This week was our book club meeting, we were discussing One Day by David Nicholls. Our discussion was based on the questions posted on Monday. We were more or less in agreement that we liked the writing style and how focusing on one day a year meant some things were covered in a lot of detail whereas other events, including important ones, were only mentioned in passing. The structure of the book helped to make the characters seem more real. You saw them grow up, decide who they wanted to be and witness the mistakes they made on the way. Nicholls is very good at writing moments with good descriptions and feelings.
We agreed that Dexter and Emma would not have been happier if they had got together earlier. They had to grow up and discover who they were first. Also we didn’t think the Dexter actually loved Emma in a romantic way until later. Some felt that his love for her started as late as Paris. Lysy mentioned she felt it happened at the friend’s wedding – and other agreed – and many felt that the moment between the two in the maze was truly touching.
We didn’t think that Dexter ever really meant to send the letter he wrote in India and left in a book. It was a big gesture, perhaps what he felt he should be feeling rather than his actual feelings. He wrote it when he was confused.
Most of us were surprised by Emma’s death especially those of us that were not expecting something bad to happen. Those who knew there was a sad ending were surprised it came quite a way from the end of the book. It had seemed that it was more likely that something would happen to Dexter, given the way he was depicted in the book.
We thought that Emma should have left Ian sooner, and many of us felt that she was rather spineless. However some thought that she did love Ian, just not with any great passion.
We discussed the recent film adaptation of the book. Only one person had seen it, those who found the book a bit frustrating at times wondered if the film might be more enjoyable for them. We were unsure about the casting of the main characters. I think many of us will be watching the film soon to find out how it compares to the book – perhaps we might have a sew make believe film night!
On the whole, we didn’t really like Dexter and had mixed feelings about Emma, quite a few of us could see some of ourselves in Emma, others really did not like her. Again we have read a book that most of us have enjoyed despite not really liking the main characters.
Here are some of our comments:
“It wasn’t as compelling or engaging as I was expecting and I felt it dragged halfway through.”
“Very true to life dialogue…”
“I could relate to the characters and remember having similar feelings when growing up through those post-university, sometimes awkward, years.”
“I couldn’t put it down, even though I really disliked both Emma and Dexter.”

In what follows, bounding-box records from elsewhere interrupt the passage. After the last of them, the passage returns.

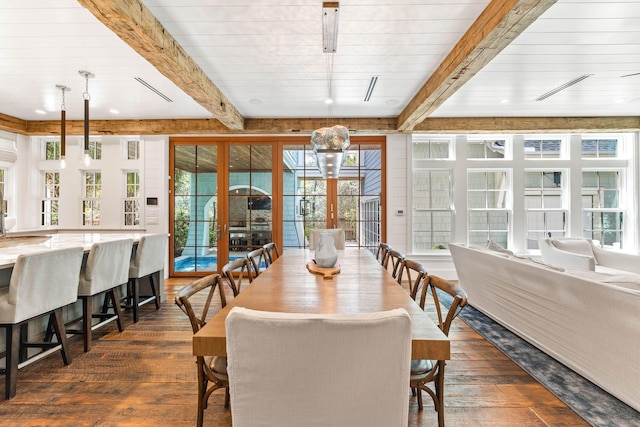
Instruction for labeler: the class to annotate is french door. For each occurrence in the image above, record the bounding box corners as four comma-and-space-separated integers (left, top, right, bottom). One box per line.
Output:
169, 137, 385, 276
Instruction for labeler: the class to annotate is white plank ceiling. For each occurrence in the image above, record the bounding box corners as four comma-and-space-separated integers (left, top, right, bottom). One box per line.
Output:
0, 0, 640, 125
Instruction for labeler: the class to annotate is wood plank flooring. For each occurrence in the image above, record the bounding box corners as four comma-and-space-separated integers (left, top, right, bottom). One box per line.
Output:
0, 278, 588, 427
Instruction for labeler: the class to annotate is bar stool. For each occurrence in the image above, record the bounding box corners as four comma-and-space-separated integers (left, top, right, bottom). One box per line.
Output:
126, 234, 167, 323
67, 239, 133, 352
0, 247, 84, 399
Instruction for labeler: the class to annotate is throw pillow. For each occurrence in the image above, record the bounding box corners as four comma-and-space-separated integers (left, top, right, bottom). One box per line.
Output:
487, 240, 513, 255
551, 239, 598, 264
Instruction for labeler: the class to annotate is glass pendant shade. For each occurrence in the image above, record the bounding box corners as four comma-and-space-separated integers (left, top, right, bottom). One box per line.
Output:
311, 125, 350, 178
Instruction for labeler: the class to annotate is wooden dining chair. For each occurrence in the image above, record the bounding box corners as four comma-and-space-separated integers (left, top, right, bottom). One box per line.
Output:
376, 243, 391, 264
221, 258, 253, 297
247, 248, 269, 277
410, 275, 467, 427
262, 242, 280, 265
397, 258, 427, 300
382, 249, 406, 280
225, 307, 411, 427
175, 274, 229, 427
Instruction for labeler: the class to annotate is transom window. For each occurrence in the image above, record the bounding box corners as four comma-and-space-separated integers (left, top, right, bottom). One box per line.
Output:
525, 171, 567, 249
124, 172, 140, 226
41, 172, 60, 226
82, 171, 102, 226
412, 170, 453, 251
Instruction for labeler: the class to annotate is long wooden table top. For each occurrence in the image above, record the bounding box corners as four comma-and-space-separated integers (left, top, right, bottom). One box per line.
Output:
193, 248, 450, 360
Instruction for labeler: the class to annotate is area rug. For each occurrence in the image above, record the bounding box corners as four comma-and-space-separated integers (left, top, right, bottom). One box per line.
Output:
456, 304, 640, 427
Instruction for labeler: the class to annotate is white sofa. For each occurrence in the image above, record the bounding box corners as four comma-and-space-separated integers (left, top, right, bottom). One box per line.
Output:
538, 238, 640, 274
449, 244, 640, 410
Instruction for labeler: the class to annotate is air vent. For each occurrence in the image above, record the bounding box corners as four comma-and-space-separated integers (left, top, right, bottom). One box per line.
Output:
134, 77, 173, 102
536, 74, 593, 101
362, 76, 378, 102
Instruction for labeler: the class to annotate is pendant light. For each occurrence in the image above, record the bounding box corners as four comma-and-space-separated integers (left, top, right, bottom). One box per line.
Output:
311, 2, 350, 179
78, 70, 95, 166
56, 85, 71, 169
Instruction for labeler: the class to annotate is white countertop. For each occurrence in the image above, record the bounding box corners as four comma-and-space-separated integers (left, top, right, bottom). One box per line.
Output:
0, 232, 143, 269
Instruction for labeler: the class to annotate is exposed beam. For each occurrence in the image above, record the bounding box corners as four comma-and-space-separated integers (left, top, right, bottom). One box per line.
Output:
0, 113, 28, 135
16, 116, 640, 135
398, 0, 556, 131
412, 116, 640, 134
78, 0, 244, 131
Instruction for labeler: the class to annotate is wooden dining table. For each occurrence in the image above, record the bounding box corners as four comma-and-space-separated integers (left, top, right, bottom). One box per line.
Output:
193, 248, 450, 360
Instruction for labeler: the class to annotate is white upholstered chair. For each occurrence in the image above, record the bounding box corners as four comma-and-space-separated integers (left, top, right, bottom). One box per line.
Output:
68, 239, 133, 352
309, 228, 345, 250
0, 247, 84, 399
225, 307, 411, 427
126, 234, 167, 322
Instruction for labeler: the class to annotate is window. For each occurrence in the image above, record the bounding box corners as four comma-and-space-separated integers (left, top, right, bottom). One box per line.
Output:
124, 172, 140, 226
467, 139, 507, 159
42, 139, 60, 160
82, 171, 102, 226
581, 138, 618, 159
582, 171, 623, 247
412, 170, 453, 251
524, 171, 567, 249
412, 135, 451, 159
524, 139, 563, 159
467, 171, 511, 247
41, 172, 60, 226
89, 140, 102, 160
125, 139, 140, 160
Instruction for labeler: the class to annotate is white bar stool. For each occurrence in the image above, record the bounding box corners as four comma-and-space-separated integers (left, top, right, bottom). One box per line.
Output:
0, 247, 84, 399
67, 239, 133, 352
126, 234, 167, 323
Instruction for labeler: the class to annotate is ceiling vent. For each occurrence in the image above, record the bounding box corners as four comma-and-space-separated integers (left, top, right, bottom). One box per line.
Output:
536, 74, 593, 101
362, 76, 378, 102
134, 77, 173, 102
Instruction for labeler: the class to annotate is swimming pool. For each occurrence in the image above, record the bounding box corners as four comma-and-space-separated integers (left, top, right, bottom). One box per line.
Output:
173, 256, 266, 273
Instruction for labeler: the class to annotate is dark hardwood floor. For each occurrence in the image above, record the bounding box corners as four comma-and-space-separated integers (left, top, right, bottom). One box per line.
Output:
0, 279, 588, 427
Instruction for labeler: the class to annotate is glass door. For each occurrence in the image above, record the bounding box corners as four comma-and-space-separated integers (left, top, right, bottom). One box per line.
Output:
282, 141, 384, 250
170, 144, 220, 275
227, 142, 275, 260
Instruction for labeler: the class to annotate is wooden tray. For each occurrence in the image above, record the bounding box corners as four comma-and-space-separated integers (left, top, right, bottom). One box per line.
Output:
307, 261, 340, 280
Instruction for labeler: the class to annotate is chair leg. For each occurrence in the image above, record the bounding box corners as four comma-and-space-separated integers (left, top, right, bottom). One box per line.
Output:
81, 296, 93, 353
109, 288, 124, 332
129, 279, 140, 323
435, 360, 445, 427
197, 357, 207, 427
149, 273, 160, 310
4, 325, 21, 399
51, 308, 71, 365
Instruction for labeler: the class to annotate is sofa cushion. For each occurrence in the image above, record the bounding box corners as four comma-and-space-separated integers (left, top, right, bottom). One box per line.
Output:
551, 239, 598, 264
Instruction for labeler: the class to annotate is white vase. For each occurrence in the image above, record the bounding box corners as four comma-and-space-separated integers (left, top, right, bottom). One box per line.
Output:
316, 231, 338, 268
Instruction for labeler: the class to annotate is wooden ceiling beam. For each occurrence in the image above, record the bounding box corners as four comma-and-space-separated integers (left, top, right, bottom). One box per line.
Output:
78, 0, 244, 131
398, 0, 557, 131
0, 113, 28, 135
412, 116, 640, 134
11, 115, 640, 135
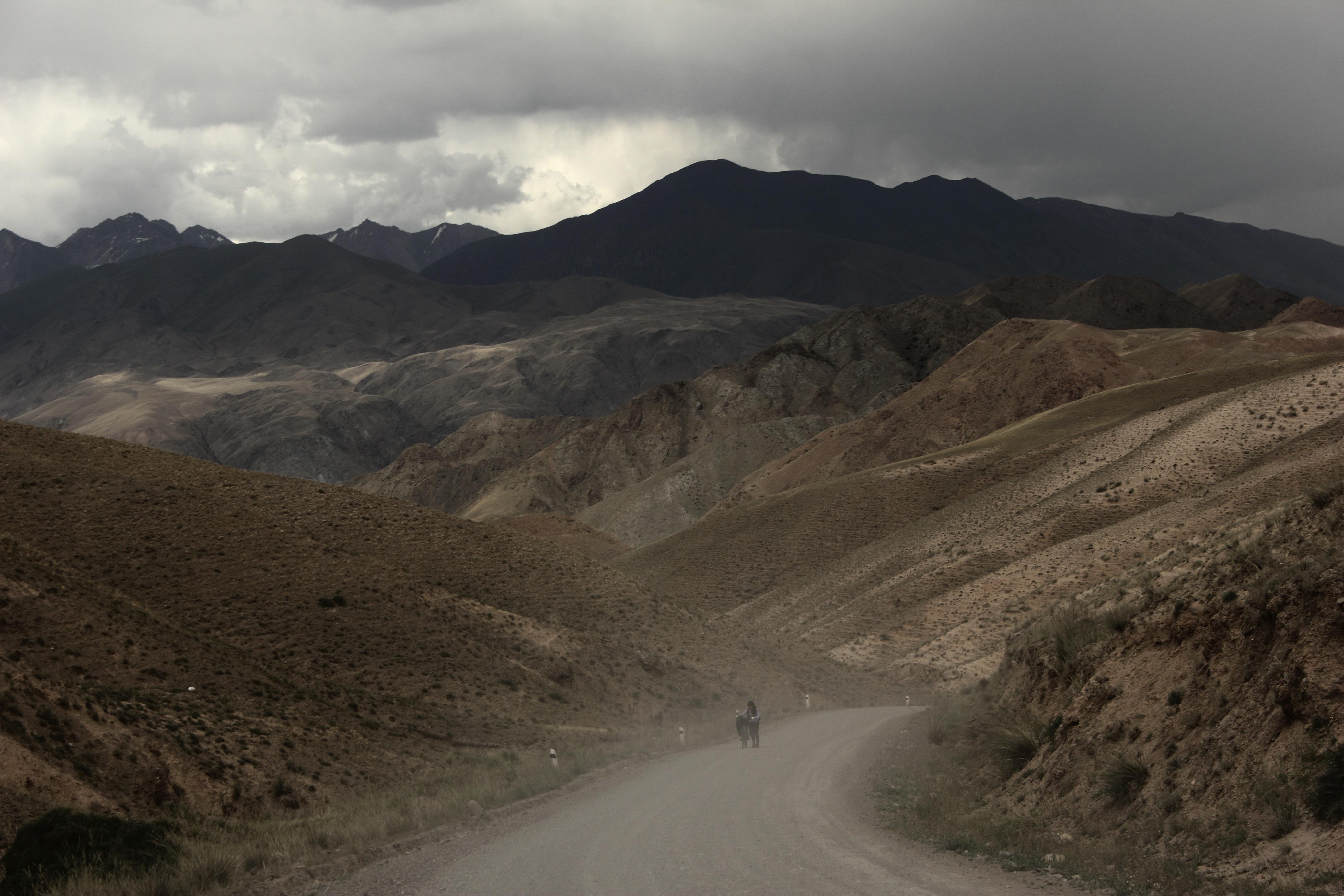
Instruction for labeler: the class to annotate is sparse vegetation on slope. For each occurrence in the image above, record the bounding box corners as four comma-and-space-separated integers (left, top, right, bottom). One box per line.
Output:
0, 423, 879, 870
891, 488, 1344, 893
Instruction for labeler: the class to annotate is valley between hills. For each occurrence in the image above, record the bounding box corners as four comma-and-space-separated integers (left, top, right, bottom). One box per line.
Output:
0, 163, 1344, 893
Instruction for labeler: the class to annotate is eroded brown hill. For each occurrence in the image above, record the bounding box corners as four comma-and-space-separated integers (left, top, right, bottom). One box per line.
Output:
719, 320, 1344, 509
0, 423, 875, 835
356, 275, 1293, 547
613, 352, 1344, 685
993, 494, 1344, 887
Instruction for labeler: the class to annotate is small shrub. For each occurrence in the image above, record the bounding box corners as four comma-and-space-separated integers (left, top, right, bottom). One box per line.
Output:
1101, 755, 1148, 803
1306, 480, 1344, 510
0, 807, 176, 896
1310, 747, 1344, 825
993, 716, 1046, 775
1098, 604, 1138, 634
925, 712, 956, 747
1255, 775, 1298, 840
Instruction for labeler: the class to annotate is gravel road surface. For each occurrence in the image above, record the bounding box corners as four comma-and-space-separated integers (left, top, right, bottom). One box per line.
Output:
321, 708, 1071, 896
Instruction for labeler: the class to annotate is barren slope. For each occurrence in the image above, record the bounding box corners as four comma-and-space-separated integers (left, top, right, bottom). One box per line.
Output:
720, 320, 1344, 509
614, 352, 1344, 682
0, 237, 827, 481
992, 494, 1344, 892
0, 423, 892, 837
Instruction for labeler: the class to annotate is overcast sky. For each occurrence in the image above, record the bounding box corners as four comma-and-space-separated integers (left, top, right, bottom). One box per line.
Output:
0, 0, 1344, 243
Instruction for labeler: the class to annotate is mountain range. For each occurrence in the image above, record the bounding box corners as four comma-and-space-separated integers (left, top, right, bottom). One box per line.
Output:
0, 237, 828, 481
352, 275, 1301, 547
321, 219, 497, 271
425, 160, 1344, 308
0, 152, 1344, 892
0, 212, 494, 293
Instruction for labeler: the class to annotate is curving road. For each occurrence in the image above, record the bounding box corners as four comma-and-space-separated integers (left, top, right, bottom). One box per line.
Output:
323, 708, 1080, 896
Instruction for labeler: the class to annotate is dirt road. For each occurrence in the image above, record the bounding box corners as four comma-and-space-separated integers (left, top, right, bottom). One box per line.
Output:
321, 708, 1080, 896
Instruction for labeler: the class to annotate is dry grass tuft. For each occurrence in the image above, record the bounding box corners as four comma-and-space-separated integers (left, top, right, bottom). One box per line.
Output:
1098, 754, 1149, 803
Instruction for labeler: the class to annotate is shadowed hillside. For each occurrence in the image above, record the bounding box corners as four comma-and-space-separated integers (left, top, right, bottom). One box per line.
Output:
425, 160, 1344, 303
0, 423, 875, 835
0, 237, 825, 481
613, 352, 1344, 682
352, 275, 1315, 547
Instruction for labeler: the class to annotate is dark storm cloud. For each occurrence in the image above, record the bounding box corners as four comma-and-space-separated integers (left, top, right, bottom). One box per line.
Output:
0, 0, 1344, 240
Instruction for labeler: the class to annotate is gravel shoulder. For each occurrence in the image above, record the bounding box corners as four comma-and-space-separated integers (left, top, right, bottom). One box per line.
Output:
305, 708, 1072, 896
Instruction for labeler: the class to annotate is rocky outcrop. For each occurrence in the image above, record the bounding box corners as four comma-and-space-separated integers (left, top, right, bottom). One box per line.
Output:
363, 275, 1306, 547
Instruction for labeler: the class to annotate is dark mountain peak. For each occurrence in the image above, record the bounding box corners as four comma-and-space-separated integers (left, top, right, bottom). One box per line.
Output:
321, 218, 496, 271
59, 212, 230, 267
181, 224, 234, 249
1270, 296, 1344, 328
0, 230, 66, 293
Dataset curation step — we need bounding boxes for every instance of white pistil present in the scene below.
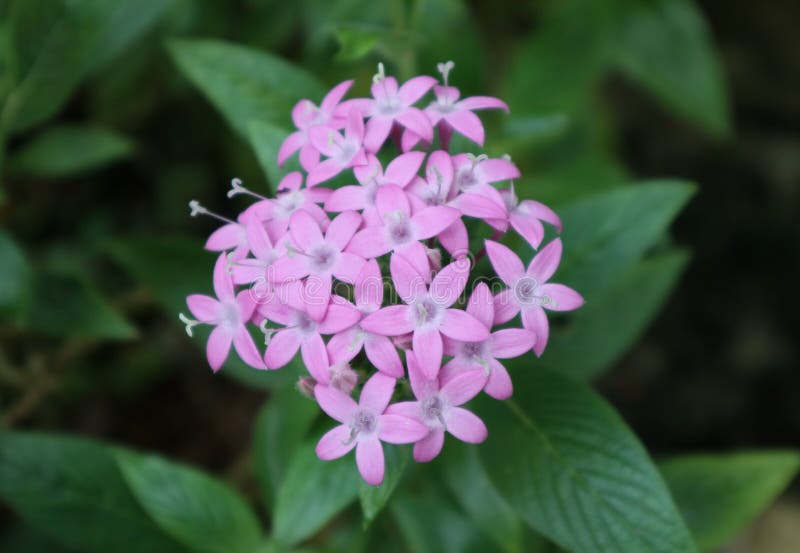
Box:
[189,200,236,224]
[178,313,203,338]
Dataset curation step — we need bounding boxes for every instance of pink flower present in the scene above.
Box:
[346,64,436,153]
[278,81,353,171]
[386,352,489,463]
[439,282,536,399]
[328,259,405,378]
[259,296,361,374]
[486,238,583,355]
[268,211,364,321]
[486,186,561,248]
[181,253,265,372]
[325,152,425,224]
[361,256,489,379]
[314,373,428,486]
[248,171,331,244]
[348,184,460,274]
[306,109,367,187]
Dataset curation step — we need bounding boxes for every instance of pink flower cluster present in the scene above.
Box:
[181,62,583,485]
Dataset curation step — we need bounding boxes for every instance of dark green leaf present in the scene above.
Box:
[273,443,361,545]
[442,441,528,553]
[479,366,695,553]
[169,39,325,138]
[8,126,133,177]
[0,432,185,553]
[358,445,411,522]
[2,0,170,131]
[26,268,136,340]
[659,451,800,551]
[253,389,319,505]
[389,492,500,553]
[555,180,695,298]
[0,231,30,320]
[610,0,730,136]
[116,451,261,553]
[540,250,689,378]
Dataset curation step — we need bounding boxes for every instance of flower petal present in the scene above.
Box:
[314,384,358,424]
[447,407,489,444]
[358,372,397,414]
[439,309,489,342]
[315,424,356,461]
[206,326,232,372]
[540,283,584,311]
[414,428,444,463]
[361,305,414,336]
[528,238,562,284]
[356,438,384,486]
[264,330,300,369]
[486,240,525,286]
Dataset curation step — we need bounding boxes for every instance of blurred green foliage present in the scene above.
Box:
[0,0,797,553]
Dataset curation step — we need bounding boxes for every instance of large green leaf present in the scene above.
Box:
[659,451,800,551]
[169,39,325,138]
[273,443,361,545]
[442,440,529,553]
[0,0,171,131]
[555,180,695,301]
[390,490,501,553]
[25,268,137,340]
[480,367,695,553]
[253,390,320,505]
[0,231,30,321]
[540,250,689,378]
[8,125,133,177]
[358,444,411,522]
[116,451,261,553]
[609,0,730,136]
[0,432,185,553]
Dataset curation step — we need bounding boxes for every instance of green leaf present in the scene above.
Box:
[389,490,499,553]
[116,451,261,553]
[26,268,137,340]
[169,39,325,138]
[0,432,185,553]
[540,250,689,378]
[273,443,361,546]
[0,231,30,321]
[610,0,731,137]
[8,125,133,177]
[479,367,695,553]
[248,121,300,191]
[556,180,695,298]
[358,445,411,522]
[442,441,529,553]
[1,0,171,131]
[659,451,800,551]
[253,389,319,505]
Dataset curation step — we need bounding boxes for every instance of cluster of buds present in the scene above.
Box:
[181,62,583,485]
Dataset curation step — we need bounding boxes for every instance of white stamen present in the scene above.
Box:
[178,313,202,338]
[372,61,386,84]
[436,60,456,86]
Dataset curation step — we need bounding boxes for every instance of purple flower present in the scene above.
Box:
[328,259,405,378]
[181,253,265,372]
[486,238,583,355]
[361,256,489,379]
[278,81,353,171]
[439,282,536,399]
[386,352,489,463]
[267,211,364,321]
[325,152,425,224]
[314,373,428,486]
[306,109,367,187]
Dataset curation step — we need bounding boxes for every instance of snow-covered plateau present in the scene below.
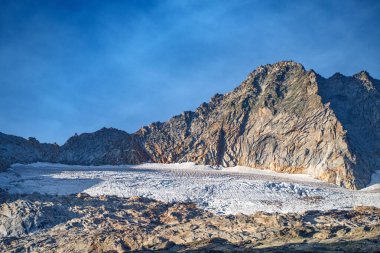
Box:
[0,163,380,214]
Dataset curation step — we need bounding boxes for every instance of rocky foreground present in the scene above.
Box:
[0,192,380,252]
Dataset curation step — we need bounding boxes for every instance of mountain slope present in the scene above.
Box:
[0,132,59,171]
[137,62,379,189]
[1,61,380,189]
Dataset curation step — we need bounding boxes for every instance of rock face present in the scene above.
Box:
[0,61,380,189]
[56,128,149,165]
[0,193,380,252]
[0,132,59,171]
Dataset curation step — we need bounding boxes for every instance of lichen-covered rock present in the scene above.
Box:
[0,194,380,252]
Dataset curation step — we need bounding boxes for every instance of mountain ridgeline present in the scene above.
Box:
[0,61,380,189]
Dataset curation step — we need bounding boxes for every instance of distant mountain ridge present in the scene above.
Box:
[0,61,380,189]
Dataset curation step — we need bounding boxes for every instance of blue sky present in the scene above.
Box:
[0,0,380,144]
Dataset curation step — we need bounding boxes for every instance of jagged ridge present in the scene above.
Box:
[1,61,380,189]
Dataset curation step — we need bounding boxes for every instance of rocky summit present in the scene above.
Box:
[0,61,380,189]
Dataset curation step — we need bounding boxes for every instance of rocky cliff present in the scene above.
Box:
[1,61,380,189]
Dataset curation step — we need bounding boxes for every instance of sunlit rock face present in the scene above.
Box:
[0,61,380,189]
[137,61,380,189]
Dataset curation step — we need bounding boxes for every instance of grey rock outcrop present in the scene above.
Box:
[137,61,380,189]
[1,61,380,189]
[56,128,149,165]
[0,132,59,171]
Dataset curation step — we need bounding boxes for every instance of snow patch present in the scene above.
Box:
[0,163,380,214]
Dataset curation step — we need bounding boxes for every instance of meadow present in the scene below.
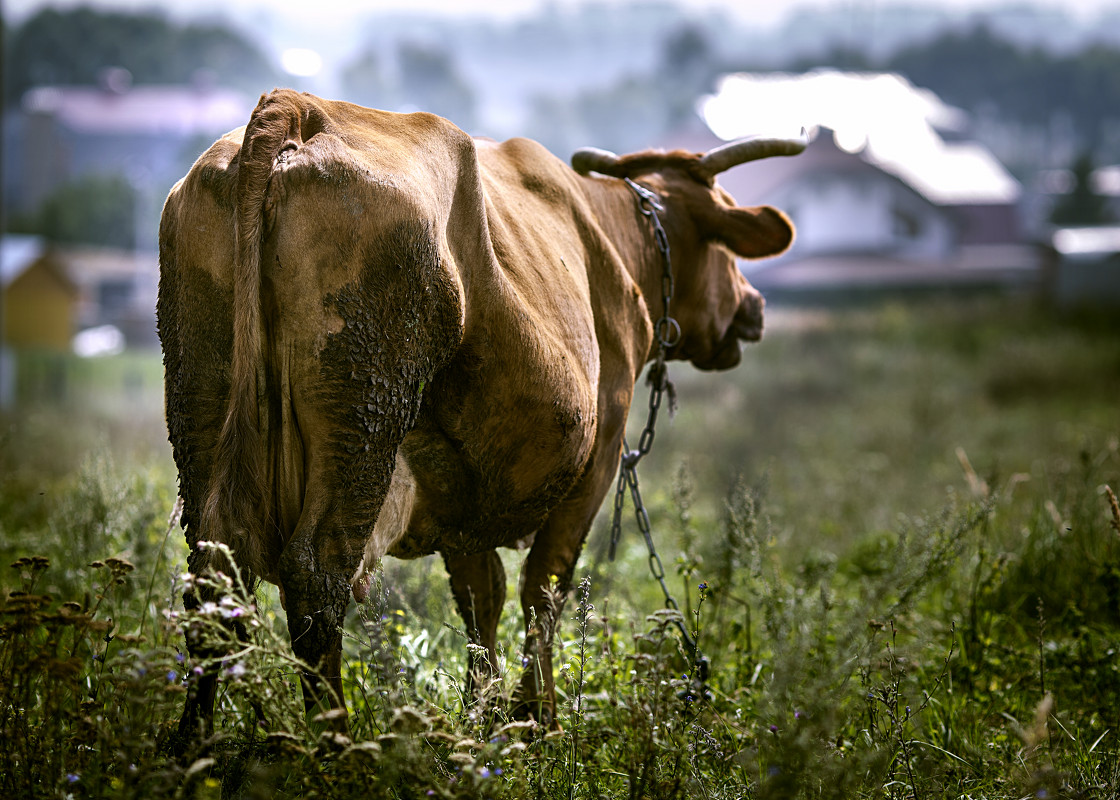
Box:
[0,295,1120,800]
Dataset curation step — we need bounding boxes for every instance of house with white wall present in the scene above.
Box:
[671,69,1039,291]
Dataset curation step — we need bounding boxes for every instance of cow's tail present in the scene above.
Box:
[200,94,300,583]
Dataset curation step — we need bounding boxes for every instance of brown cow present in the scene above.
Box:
[158,91,802,735]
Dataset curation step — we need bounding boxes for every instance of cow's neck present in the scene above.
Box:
[588,178,666,360]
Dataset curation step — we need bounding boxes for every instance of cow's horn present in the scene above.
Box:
[571,147,618,175]
[700,129,809,176]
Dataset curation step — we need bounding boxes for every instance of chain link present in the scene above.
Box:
[608,178,711,699]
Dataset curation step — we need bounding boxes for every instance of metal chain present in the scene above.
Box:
[608,178,711,699]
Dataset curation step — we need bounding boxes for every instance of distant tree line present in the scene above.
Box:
[775,24,1120,160]
[3,8,278,106]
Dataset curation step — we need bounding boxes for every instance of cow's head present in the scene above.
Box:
[571,139,805,370]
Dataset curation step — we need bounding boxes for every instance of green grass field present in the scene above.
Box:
[0,296,1120,799]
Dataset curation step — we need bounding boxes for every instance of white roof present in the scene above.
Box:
[1054,225,1120,255]
[700,69,1021,205]
[24,86,253,136]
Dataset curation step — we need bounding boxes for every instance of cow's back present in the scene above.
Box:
[159,92,470,579]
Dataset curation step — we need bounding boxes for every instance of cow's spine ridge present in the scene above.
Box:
[202,93,301,580]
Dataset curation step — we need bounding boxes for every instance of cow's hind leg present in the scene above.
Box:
[175,547,257,755]
[279,522,363,731]
[444,550,505,701]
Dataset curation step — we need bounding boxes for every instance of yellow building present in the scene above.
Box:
[0,236,78,351]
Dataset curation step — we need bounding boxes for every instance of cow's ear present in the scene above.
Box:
[706,205,793,259]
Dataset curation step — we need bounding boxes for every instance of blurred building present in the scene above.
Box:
[2,68,253,246]
[0,236,78,352]
[0,235,159,352]
[1044,225,1120,308]
[671,71,1040,292]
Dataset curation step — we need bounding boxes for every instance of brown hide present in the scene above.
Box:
[158,91,792,734]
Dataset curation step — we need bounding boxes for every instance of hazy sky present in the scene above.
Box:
[8,0,1120,25]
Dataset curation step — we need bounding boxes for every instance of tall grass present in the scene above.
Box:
[0,298,1120,799]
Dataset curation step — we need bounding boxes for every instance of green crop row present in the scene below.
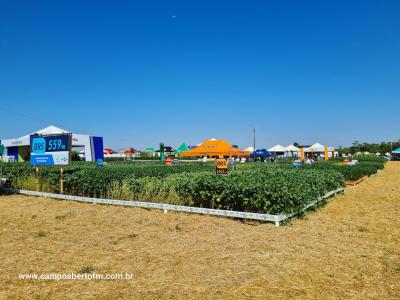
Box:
[108,169,344,214]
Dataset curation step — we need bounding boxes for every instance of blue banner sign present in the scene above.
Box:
[30,134,71,166]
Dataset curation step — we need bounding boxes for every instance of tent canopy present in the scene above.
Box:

“Some really good observational passages”
“I wonder if part of my enjoyment/the amount I got out of the book was because I could relate to quite a few of the different situations covered?”
“Enjoyed it but found it frustrating, a bit too long.”
“I loved the description of the period and the concept.”
We agreed that the next book for our March Book Club is The Sealed Letter by Emma Donoghue, which is helpfully out in paperback next week. Here is the synopsis:
After a separation of many years, Emily ‘Fido’ Faithfull bumps into her old friend Helen Codrington on the streets of Victorian London. Much has changed: Helen is more and more unhappy in her marriage to the older Vice-Admiral Codrington, while Fido has become a successful woman of business and a pioneer in the British Women’s Movement. But, for all her independence of mind, Fido is too trusting of her once-dear companion and finds herself drawn into aiding Helen’s obsessive affair with a young army officer. …Based on blow-by-blow newspaper reports of the 1864 Codrington Divorce, THE SEALED LETTER, full of sparkling characters and wicked dialogue, is a thought-provoking mystery and gripping drama of friends, lovers and marriage.
The meetup will be on 21 March 2012.
We have also decided to read The Hunger Games by Suzanne Collins for our May Book Club. This is the first in a trilogy and we thought we could try and read all three especially as they are on offer in The Works at the moment!